In the good old days, all the web pages are static and the web server is fragile. Hence we use some tools like webstone to stress test our web server. This is what I did ten years ago.
Nowadays, webstone cannot fit our use for two reasons: (1) our web server is more robust that you can hardly exhaust it in a simple way and (2) we made the web a system and it is dynamic in nature, with whole bunch of stuff like Flash, cookies, web sessions, AJAX, Javascript, etc. Hence we need something more advanced.
To stress test a web, I suggest to write a script to do so rather than use wget or curl or something alike because of the same reason. It is troublesome to write a C++ or Java program and it is kind of overkill to do so. The best tool for a quick and dirty stress test is Perl actually. Hence I made this tool.
To stress test a web page is easy: Just craw this page for an infinite time.
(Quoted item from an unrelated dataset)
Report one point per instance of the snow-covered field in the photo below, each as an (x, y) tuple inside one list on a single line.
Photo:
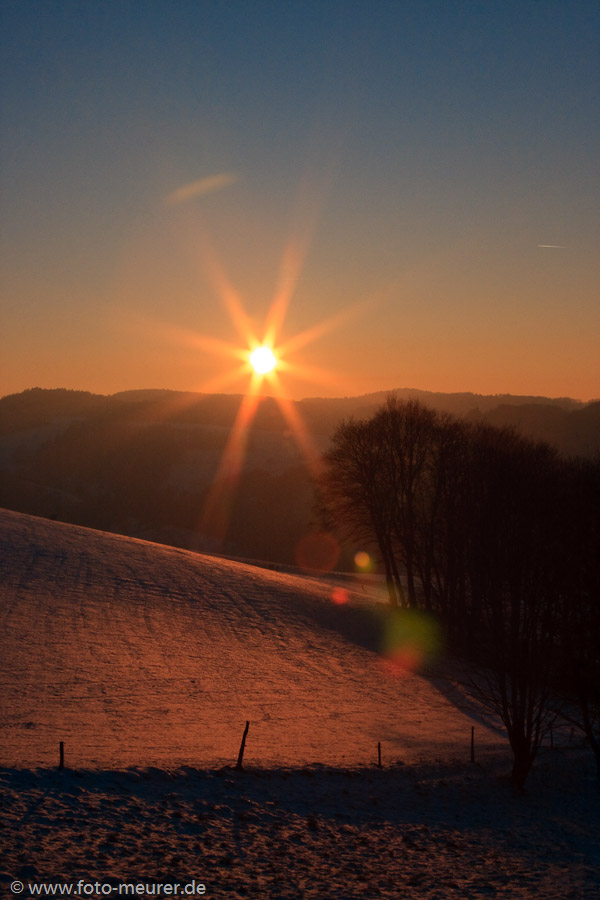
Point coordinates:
[(147, 661)]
To stress test a web site is not so trivial, because there are many pages and we don’t want to craw the same page in the same order again and again — this is not what people will do when they are browsing.
My idea of web stress test is to use a Markov Chain to simulate human behavior: We start on a page and then go to another page and then yet another page, with the possibility of going forward and backward, or jump to something else. This is actually a trail following certain Markov Chain.
To model this, I created the following code: (also available as markovcaller.pl)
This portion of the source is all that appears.